Il est vrai que Thiam tient l’information de première main. C’est Mebiame lui-même qui lui a raconté, lors de leur rencontre enregistrée, le mécanisme mis en place pour financer Alpha Condé pendant sa campagne présidentielle et plus tard, en vue des législatives qui devaient se tenir en 2011 (mais qui viennent finalement seulement d’avoir lieu). À la manœuvre, les services secrets sud-africains et un dénommé Tokyo Sexwale, que Mebiame qualifie de « père ». Sexwale est une figure sudafricaine, compagnon de prison de Nelson Mandela, ancien haut responsable de l’ANC, son parti politique, plusieurs fois ministre, et industriel avisé qui souhaite mettre la main sur des mines guinéennes… Écoutez la conversation entre Thiam et Mebiame, qui affirme d’ailleurs que le scandale Palladino cache des sommes beaucoup plus importantes que les 25 millions régulièrement cités : La valse des concessions en Guinée est donc effrénée, reflet officiel d’affrontements politiques et industriels sans merci. Dernier exemple en date ? C’est le groupe Bolloré qui vient de se voir attribuer la concession du port de Conakry, et la réalisation de la ligne de chemin de fer reliant la capitale à Kankan. Soit plus de 600 kilomètres stratégiques, qui permettent au groupe français de solidifier son emprise sur le continent, toujours avec la même méthode : avoir la haute main dans le même pays sur l’entrée, la sortie et le transport de marchandises vitales pour l’économie nationale. Pourtant, c’est BSGR et le brésilien Vale qui devaient réaliser cette ligne de chemin de fer. Le président brésilien Lula était même venu inaugurer les travaux en 2011. Mais Alpha Condé entretient de bonnes relations avec le gouvernement français. Et d’encore meilleurs rapports avec Vincent Bolloré, qui l’avait déjà appuyé pour prendre contact avec Nicolas Sarkozy en 2010. Des arguments qui valent bien, apparemment, des contrats signés par des partenaires en disgrâce.
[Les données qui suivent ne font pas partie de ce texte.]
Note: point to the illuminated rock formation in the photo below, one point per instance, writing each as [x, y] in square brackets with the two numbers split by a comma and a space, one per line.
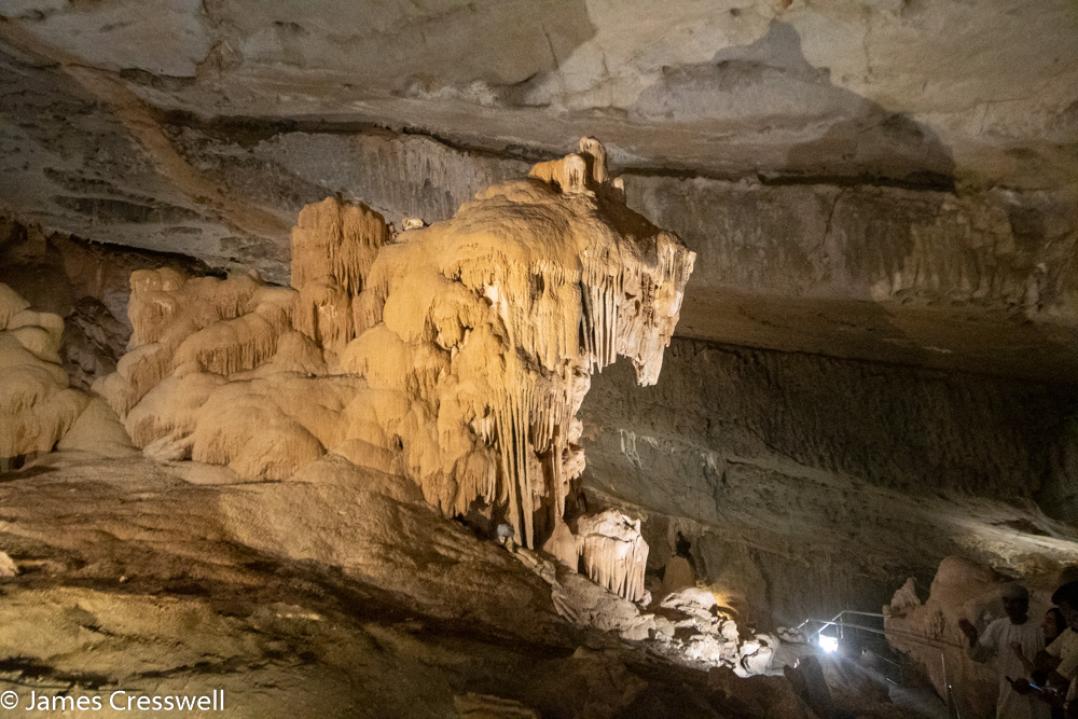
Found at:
[457, 355]
[614, 554]
[37, 405]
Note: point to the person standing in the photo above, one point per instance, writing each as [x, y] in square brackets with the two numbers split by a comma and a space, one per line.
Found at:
[996, 645]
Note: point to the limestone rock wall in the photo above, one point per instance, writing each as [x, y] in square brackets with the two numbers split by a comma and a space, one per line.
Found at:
[807, 484]
[457, 355]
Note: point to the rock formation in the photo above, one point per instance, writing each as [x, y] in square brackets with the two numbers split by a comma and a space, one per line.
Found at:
[457, 354]
[37, 405]
[928, 631]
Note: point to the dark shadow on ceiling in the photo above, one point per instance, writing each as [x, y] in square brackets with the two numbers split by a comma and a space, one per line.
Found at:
[768, 94]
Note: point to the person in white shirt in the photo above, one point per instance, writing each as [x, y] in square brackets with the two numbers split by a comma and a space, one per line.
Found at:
[996, 645]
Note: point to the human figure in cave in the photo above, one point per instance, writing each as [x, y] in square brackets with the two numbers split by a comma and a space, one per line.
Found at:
[996, 645]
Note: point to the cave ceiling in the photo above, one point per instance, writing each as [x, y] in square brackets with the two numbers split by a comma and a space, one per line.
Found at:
[889, 180]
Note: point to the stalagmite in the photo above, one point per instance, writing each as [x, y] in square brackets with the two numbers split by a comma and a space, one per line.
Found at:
[457, 354]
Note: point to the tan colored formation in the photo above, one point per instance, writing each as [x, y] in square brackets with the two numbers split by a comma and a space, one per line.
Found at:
[456, 354]
[37, 405]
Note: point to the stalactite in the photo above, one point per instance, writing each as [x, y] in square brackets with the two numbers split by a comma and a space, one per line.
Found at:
[37, 406]
[613, 552]
[469, 342]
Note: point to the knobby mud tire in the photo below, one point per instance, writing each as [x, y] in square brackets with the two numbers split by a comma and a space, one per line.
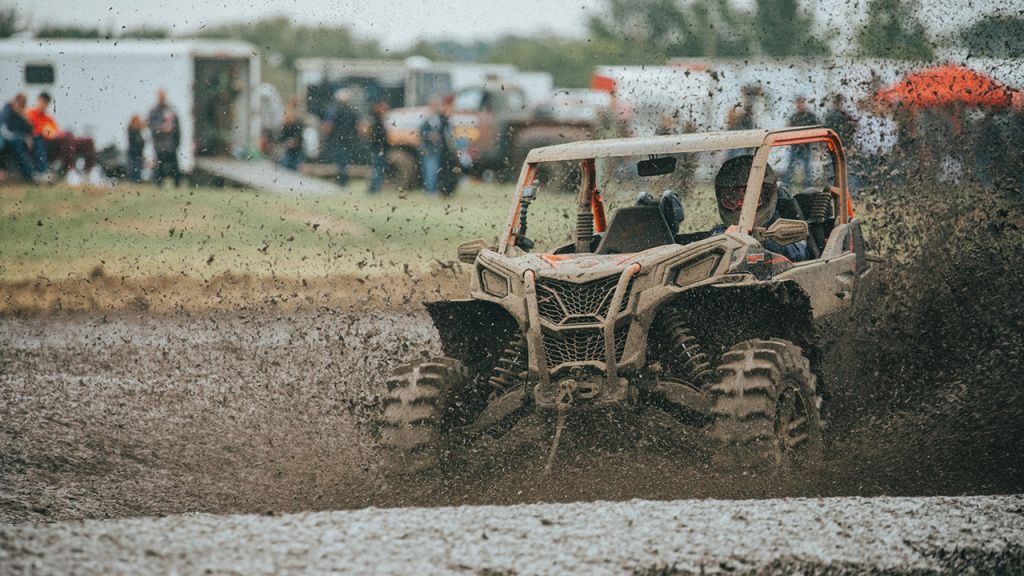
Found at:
[766, 409]
[414, 425]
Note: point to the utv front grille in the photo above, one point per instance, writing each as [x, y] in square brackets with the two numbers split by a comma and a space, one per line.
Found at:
[567, 303]
[582, 344]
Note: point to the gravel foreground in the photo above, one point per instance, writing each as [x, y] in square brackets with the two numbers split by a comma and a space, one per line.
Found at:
[980, 534]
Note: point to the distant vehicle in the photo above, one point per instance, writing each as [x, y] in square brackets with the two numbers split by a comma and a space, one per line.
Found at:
[494, 127]
[98, 85]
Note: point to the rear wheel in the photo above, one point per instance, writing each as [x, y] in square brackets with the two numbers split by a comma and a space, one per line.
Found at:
[416, 423]
[766, 408]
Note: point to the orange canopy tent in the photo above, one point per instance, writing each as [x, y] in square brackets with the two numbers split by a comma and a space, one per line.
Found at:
[948, 84]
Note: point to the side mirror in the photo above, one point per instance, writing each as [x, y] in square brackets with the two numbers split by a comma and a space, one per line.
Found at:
[469, 250]
[785, 232]
[656, 166]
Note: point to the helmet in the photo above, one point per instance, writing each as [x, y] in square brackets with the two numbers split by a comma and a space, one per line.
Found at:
[730, 189]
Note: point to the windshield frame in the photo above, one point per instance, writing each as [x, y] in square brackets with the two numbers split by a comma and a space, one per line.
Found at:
[589, 198]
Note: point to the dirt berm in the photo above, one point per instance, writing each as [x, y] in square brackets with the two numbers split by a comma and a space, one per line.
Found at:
[137, 413]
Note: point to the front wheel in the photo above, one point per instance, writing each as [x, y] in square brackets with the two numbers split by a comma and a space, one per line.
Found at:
[766, 409]
[416, 424]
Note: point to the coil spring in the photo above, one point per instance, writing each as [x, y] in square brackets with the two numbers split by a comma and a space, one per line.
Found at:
[585, 231]
[687, 359]
[511, 363]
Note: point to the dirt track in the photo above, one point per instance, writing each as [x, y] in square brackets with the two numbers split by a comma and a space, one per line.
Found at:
[834, 536]
[131, 415]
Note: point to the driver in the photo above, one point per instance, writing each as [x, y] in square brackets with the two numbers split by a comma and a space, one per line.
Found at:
[730, 188]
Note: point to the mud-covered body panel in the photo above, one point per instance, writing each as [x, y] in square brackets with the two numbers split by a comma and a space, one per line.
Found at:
[589, 317]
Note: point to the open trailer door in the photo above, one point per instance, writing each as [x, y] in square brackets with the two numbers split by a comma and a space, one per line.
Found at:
[222, 106]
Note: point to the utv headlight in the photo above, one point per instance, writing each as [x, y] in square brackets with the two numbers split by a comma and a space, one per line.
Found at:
[695, 271]
[494, 283]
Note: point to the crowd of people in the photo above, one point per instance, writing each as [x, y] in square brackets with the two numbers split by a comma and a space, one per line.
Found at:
[345, 132]
[32, 140]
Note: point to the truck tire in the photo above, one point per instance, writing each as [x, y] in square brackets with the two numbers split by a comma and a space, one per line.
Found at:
[415, 424]
[766, 409]
[403, 168]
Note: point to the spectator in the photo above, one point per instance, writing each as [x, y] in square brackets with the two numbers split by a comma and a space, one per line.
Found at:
[841, 121]
[341, 135]
[136, 145]
[49, 142]
[166, 131]
[15, 135]
[378, 147]
[800, 156]
[432, 147]
[877, 135]
[291, 137]
[448, 179]
[740, 117]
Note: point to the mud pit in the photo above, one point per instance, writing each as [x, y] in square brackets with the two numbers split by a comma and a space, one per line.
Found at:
[126, 415]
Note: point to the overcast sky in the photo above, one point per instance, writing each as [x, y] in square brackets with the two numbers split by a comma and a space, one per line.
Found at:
[399, 23]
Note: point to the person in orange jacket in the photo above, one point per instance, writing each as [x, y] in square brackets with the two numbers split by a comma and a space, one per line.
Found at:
[50, 142]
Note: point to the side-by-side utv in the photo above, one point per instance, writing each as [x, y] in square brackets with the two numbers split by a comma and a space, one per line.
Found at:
[714, 327]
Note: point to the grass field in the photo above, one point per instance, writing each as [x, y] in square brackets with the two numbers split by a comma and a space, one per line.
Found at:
[59, 233]
[79, 247]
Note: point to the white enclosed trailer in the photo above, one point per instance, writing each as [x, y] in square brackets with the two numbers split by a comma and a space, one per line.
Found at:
[705, 90]
[98, 85]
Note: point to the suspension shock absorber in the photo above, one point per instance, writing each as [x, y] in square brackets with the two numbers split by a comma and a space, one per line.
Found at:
[510, 365]
[686, 358]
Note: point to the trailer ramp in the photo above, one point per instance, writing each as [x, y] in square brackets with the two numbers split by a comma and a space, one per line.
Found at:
[263, 175]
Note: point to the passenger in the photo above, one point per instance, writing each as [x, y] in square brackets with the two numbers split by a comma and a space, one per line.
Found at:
[49, 141]
[378, 147]
[291, 137]
[166, 132]
[15, 136]
[730, 189]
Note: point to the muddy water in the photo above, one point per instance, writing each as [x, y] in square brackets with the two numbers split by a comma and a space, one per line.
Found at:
[129, 415]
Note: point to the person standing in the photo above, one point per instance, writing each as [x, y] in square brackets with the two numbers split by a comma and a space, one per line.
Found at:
[432, 147]
[801, 155]
[291, 137]
[378, 147]
[15, 135]
[136, 146]
[841, 121]
[166, 131]
[49, 141]
[340, 133]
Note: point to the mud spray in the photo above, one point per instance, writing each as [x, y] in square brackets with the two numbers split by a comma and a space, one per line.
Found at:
[140, 413]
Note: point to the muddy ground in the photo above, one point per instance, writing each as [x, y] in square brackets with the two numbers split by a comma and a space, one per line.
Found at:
[830, 536]
[142, 413]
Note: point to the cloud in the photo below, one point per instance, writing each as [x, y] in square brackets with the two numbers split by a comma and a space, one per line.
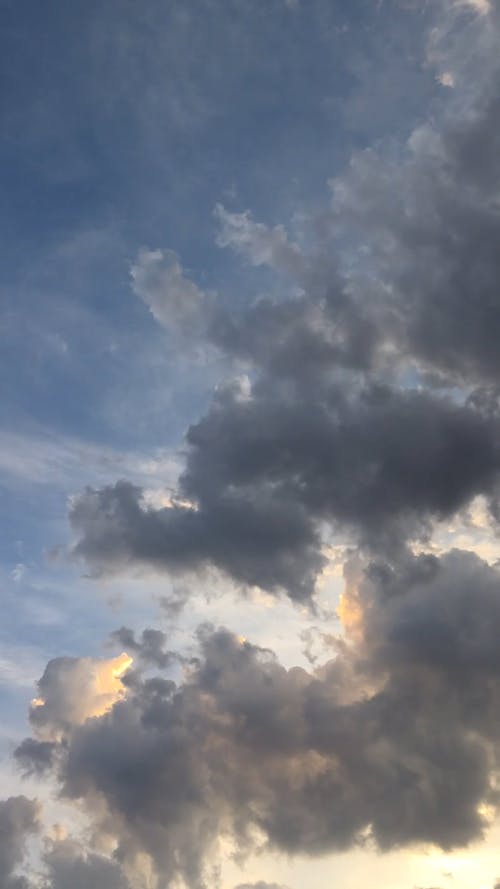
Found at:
[70, 867]
[266, 471]
[260, 885]
[18, 820]
[73, 690]
[173, 299]
[397, 735]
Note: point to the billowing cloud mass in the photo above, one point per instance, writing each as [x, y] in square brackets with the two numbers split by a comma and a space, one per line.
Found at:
[18, 819]
[360, 408]
[370, 409]
[396, 736]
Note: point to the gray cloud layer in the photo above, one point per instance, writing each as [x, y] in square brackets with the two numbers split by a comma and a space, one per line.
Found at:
[371, 410]
[397, 735]
[341, 422]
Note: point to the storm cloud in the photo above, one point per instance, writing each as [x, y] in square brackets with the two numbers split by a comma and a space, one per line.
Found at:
[264, 474]
[370, 410]
[396, 736]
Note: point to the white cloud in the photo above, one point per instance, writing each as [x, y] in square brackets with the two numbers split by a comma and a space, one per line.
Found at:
[173, 299]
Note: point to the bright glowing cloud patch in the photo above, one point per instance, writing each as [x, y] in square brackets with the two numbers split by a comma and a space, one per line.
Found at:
[260, 456]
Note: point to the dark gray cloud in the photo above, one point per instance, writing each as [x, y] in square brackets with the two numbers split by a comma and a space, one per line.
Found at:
[69, 867]
[260, 885]
[264, 473]
[18, 820]
[397, 734]
[340, 424]
[149, 648]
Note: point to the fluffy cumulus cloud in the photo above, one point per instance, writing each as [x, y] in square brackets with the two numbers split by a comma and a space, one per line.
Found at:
[396, 737]
[371, 404]
[18, 819]
[360, 407]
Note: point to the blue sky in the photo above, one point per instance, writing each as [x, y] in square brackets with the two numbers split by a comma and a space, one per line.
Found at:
[345, 143]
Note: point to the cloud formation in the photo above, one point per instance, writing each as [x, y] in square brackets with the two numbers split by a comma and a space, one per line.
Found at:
[395, 738]
[370, 409]
[361, 405]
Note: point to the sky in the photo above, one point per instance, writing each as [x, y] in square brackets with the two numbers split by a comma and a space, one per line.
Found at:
[250, 444]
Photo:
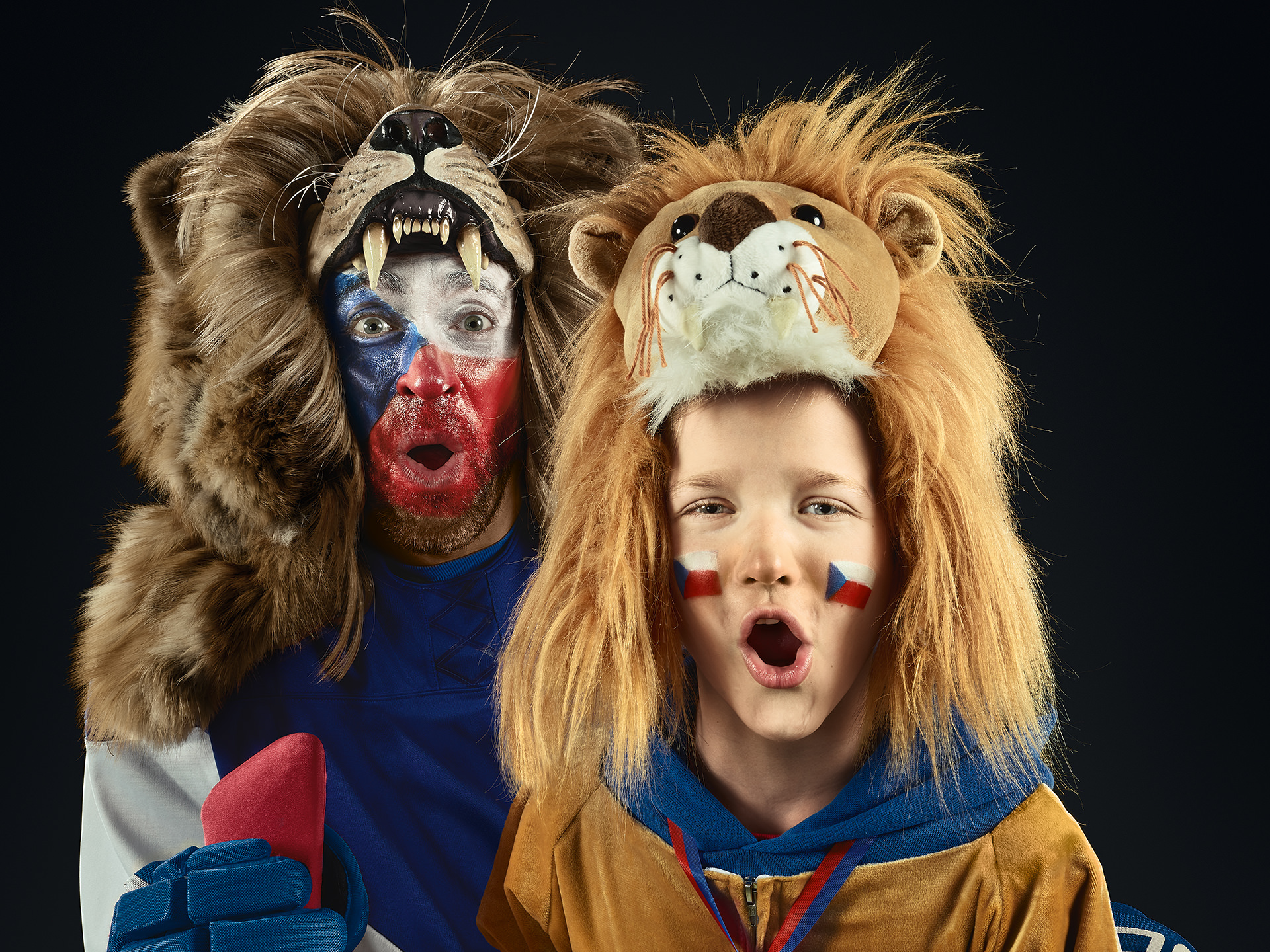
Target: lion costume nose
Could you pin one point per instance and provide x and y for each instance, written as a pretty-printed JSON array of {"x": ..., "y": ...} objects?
[
  {"x": 730, "y": 219},
  {"x": 415, "y": 132}
]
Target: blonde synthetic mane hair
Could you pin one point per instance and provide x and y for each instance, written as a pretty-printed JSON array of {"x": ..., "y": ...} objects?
[
  {"x": 235, "y": 413},
  {"x": 593, "y": 668}
]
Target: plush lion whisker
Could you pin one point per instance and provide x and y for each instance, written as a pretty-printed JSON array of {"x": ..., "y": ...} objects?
[
  {"x": 799, "y": 277},
  {"x": 657, "y": 311},
  {"x": 839, "y": 298},
  {"x": 822, "y": 255},
  {"x": 840, "y": 303},
  {"x": 650, "y": 311}
]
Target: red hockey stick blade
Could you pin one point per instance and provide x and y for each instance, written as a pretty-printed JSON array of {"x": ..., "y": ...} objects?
[{"x": 280, "y": 796}]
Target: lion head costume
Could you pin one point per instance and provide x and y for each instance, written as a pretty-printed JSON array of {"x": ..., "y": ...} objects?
[
  {"x": 826, "y": 238},
  {"x": 235, "y": 414}
]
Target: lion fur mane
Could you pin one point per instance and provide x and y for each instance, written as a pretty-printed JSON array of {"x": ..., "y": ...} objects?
[
  {"x": 234, "y": 413},
  {"x": 587, "y": 673}
]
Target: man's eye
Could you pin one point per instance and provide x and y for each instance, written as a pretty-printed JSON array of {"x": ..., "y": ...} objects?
[{"x": 371, "y": 327}]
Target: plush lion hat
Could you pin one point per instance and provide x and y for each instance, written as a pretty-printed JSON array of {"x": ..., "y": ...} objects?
[
  {"x": 234, "y": 413},
  {"x": 825, "y": 238}
]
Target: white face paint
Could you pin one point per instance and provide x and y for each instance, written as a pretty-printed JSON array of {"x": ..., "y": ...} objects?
[{"x": 431, "y": 368}]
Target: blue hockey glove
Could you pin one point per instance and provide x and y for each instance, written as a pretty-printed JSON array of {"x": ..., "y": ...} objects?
[{"x": 234, "y": 896}]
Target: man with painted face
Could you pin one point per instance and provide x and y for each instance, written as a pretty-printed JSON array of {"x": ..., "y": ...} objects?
[{"x": 346, "y": 415}]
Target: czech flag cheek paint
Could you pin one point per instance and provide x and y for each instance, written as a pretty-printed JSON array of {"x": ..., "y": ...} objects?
[
  {"x": 698, "y": 574},
  {"x": 850, "y": 584}
]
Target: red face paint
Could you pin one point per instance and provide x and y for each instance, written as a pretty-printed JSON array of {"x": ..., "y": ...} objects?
[{"x": 448, "y": 432}]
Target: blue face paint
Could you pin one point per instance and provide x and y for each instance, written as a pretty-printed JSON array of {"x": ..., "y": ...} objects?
[{"x": 370, "y": 364}]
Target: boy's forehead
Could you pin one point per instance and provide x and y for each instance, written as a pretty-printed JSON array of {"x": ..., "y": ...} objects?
[{"x": 802, "y": 426}]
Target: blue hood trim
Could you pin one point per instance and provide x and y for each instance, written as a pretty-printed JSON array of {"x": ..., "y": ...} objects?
[{"x": 908, "y": 819}]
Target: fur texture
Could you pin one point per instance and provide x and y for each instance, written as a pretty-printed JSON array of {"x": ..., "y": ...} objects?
[
  {"x": 234, "y": 413},
  {"x": 595, "y": 656}
]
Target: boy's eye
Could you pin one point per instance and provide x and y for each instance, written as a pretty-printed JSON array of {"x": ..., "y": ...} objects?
[
  {"x": 371, "y": 327},
  {"x": 709, "y": 509},
  {"x": 822, "y": 509}
]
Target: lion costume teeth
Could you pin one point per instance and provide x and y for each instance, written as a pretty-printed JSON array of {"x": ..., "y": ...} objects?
[
  {"x": 235, "y": 412},
  {"x": 414, "y": 175}
]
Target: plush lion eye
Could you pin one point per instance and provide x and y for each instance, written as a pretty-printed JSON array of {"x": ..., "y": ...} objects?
[
  {"x": 683, "y": 225},
  {"x": 810, "y": 215}
]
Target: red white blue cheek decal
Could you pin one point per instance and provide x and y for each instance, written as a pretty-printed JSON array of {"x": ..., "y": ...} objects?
[
  {"x": 850, "y": 584},
  {"x": 698, "y": 574}
]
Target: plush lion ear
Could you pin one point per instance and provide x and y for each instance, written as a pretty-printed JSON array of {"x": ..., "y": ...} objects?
[
  {"x": 597, "y": 252},
  {"x": 911, "y": 223},
  {"x": 151, "y": 187}
]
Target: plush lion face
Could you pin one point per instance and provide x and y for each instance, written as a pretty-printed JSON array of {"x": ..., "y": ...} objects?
[{"x": 740, "y": 282}]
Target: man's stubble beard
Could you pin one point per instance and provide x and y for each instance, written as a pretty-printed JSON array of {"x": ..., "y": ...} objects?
[{"x": 439, "y": 536}]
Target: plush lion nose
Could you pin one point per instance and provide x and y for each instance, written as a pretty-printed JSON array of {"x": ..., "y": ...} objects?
[{"x": 730, "y": 219}]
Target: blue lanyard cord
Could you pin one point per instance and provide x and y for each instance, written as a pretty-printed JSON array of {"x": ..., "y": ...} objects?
[{"x": 807, "y": 909}]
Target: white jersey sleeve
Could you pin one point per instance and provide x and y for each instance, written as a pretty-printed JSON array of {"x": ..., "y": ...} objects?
[{"x": 142, "y": 804}]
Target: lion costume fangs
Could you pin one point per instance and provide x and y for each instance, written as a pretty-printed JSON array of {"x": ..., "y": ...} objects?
[{"x": 234, "y": 413}]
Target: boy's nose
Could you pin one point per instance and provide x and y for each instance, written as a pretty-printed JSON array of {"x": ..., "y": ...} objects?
[
  {"x": 767, "y": 557},
  {"x": 431, "y": 375}
]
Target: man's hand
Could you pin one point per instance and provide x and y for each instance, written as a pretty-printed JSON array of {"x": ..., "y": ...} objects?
[{"x": 234, "y": 896}]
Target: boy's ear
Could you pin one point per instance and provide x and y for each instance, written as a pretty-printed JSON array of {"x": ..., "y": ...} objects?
[
  {"x": 597, "y": 252},
  {"x": 151, "y": 188},
  {"x": 911, "y": 223}
]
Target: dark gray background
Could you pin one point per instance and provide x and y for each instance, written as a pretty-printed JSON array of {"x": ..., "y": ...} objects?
[{"x": 1118, "y": 157}]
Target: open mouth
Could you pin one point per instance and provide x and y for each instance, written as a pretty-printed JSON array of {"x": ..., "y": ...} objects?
[
  {"x": 431, "y": 456},
  {"x": 774, "y": 643}
]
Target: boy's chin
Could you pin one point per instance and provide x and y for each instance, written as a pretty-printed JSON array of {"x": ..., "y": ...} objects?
[{"x": 784, "y": 723}]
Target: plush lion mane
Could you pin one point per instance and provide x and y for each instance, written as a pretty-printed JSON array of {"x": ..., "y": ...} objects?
[
  {"x": 234, "y": 413},
  {"x": 593, "y": 666}
]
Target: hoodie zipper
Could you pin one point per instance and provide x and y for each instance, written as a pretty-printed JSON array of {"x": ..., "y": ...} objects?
[{"x": 751, "y": 895}]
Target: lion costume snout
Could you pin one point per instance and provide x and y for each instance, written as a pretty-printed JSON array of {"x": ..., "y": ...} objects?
[{"x": 741, "y": 282}]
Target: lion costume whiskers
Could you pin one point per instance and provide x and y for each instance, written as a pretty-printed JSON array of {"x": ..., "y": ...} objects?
[
  {"x": 235, "y": 414},
  {"x": 593, "y": 666}
]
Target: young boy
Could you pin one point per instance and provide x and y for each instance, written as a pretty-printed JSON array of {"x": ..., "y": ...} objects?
[{"x": 783, "y": 456}]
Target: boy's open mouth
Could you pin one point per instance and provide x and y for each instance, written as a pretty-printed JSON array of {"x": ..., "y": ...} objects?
[
  {"x": 432, "y": 456},
  {"x": 774, "y": 643}
]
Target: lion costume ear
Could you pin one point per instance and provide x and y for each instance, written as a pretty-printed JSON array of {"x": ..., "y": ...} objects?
[
  {"x": 154, "y": 215},
  {"x": 597, "y": 252},
  {"x": 911, "y": 223}
]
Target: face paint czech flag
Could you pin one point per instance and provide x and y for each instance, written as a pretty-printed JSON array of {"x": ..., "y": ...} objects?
[
  {"x": 698, "y": 574},
  {"x": 850, "y": 584}
]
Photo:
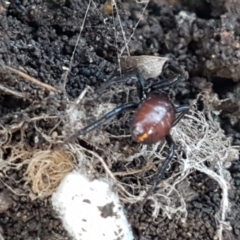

La boîte noire :

Cet article est le deuxième volet de notre enquête sur la Guinée. Nous avons pu nous procurer l'enregistrement dévoilé il y a environ deux semaines et nous l'avons authentifié. Contacté par Mediapart, Mahmoud Thiam ne conteste nullement son contenu, comme nous l'avons raconté dans le premier volet de cette enquête. Depuis, de courts extraits ont été utilisés et mis en ligne dans la presse guinéenne, à l'appui de telle ou telle thèse. Or c'est bien l'intégralité de cette longue conversation qui nous semble du plus grand intérêt dans ce qu'elle laisse comprendre de l'implication des différents acteurs, des jeux de pouvoir et d'argent et du poids déterminant des grandes compagnies minières sur la vie politique du pays. L'intégralité de l'enregistrement est disponible, et ses grandes lignes détaillées, dans l'onglet Prolonger.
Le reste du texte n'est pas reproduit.